Interessante percebermos a paulatina saída de Glauber de uma proposta meramente estética, construtivista, presente tanto no curta O pátio quanto no conto A retreta na praça, e a consecução de um olhar mais humanista, atento para realidades sociais adversas. Segundo Fred Souza Castro, poeta amigo de Glauber na época, o homossexualismo na Bahia na década de 1950 era condenado com violência, sendo comum a criação de falanges que saíam à noite para espancar e até matar homossexuais nas ruas de Salvador. Um dos pontos de encontro e flertes do grupo ficava justamente nas imediações da Cruz do Cruzeiro de São Francisco. Sensibilizado por esta condição marginal, o diretor, de forma corajosa e pioneira, resolveu focalizar este universo, sem com isto abrir mão de sua vocação experimental.

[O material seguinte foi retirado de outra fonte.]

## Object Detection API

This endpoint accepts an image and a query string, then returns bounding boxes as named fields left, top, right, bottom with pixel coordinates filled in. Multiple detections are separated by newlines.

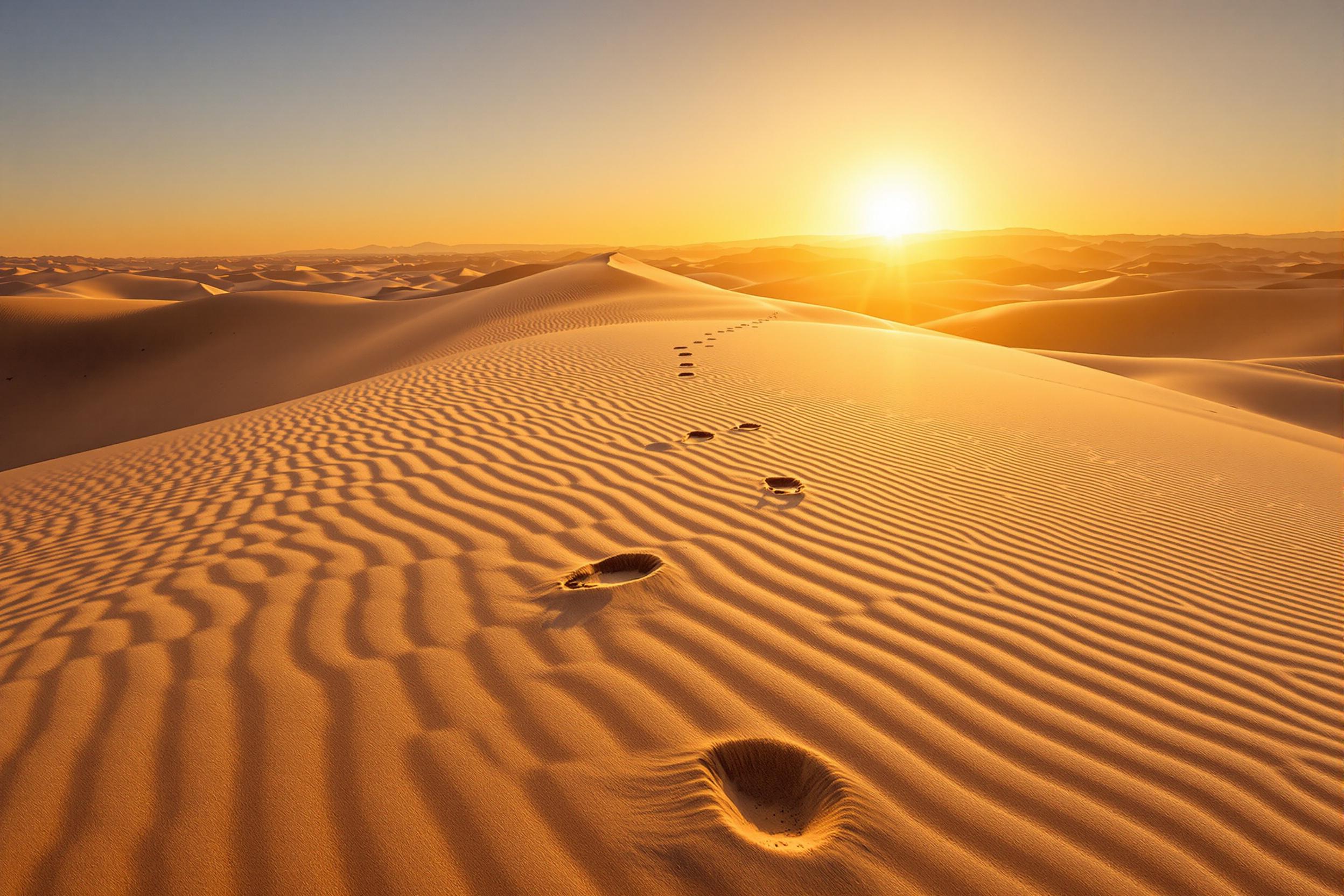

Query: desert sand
left=0, top=234, right=1344, bottom=896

A cruz na praça foi rodado no Terreiro de Jesus e na escadaria da Igreja do Paço, mesmo local de O pagador de promessas, de Anselmo Duarte. Mostrava as perambulações de dois rapazes, interpretados por Luiz Carlos Maciel e Anatólio Oliveira, até a realização de um ato controverso: uma das personagens agarra o membro do outro, desencadeando uma série de imagens reprimidas e culminando com uma cena de castração em torno da cruz.[6] Segundo Glauber:
“Em cruz na praça, Maciel é perseguido por Anatólio girando em torno do Cruzeiro de San Francisco enquanto dentro da igreja imagens de anjos, santos e monstros barrocos se precipitam até a abstração. Maciel se liberta de Anatólio nas escadarias da Igreja de Nosso Senhor, onde Anselmo filmou O pagador e subindo o Pelourinho com a mão nos culhões continua girando em torno da cruz”.[7]
Diante de temática tão explosiva, envolvendo imagens católicas em um tema até hoje tabu dentro da igreja, compreende-se melhor porque A cruz na praça nunca foi oficialmente exibido, ou mesmo concluído. Mas, segundo o próprio Glauber, esta decisão deveu-se menos à censura do que à percepção íntima de que o curta não mais condizia com seus anseios estéticos e ideológicos. Realmente, levando-se em conta todas estas imagens de segunda mão, a temática homossexual não contemplava suas inquietações mais abrangentes com relação às questões envolvendo a sociedade brasileira na época. Em Barravento e Deus e o diabo na terra do sol, seus filmes seguintes, o embate primordial se dará para além do indivíduo e as personagens se configurarão como representantes de uma totalidade, tornando-se emblemas de um sistema entravado pela religiosidade e pela ignorância.
Guilherme Sarmiento é cineasta, Doutor em Literatura Brasileira e professor de Dramaturgia do curso de Cinema e Audiovisual da UFRB. Realizou, junto com outros quatro diretores, o primeiro longa-metragem universitário, Conceição ou Autor Bom é Autor Morto, e foi um dos coordenadores do primeiro Festival Brasileiro de Cinema Universitário, realizado na UFF.
NOTAS
[1]Foram entrevistados para esta seção Oscar Santana, Roque Araújo, José Umberto, Fred Souza Castro, Rex Schindler, Cícero Bathomarco, André Setaro e Roberto Duarte. Luís Carlos Maciel e o Tempo Glauber foram contatados, mas não responderam aos e-mails.
[2]MAIA, Vasconcelos & ARAÚJO Nelson de (orgs). Panorama do conto baiano. Salvador: Livraria Progresso Editora, 1959, pp. 9-10.
[6]Esta polêmica cena foi lembrada por todos os amigos de Glauber Rocha quando inquiridos sobre Cruz na praça. Alguns apontaram o desconforto dos atores em realizá-la, pois o diretor também só revelara todo o seu conteúdo erótico e transgressor na hora das filmagens. O descontentamento com as interpretações teria sido um dos motivos para que o curta ficasse inacabado.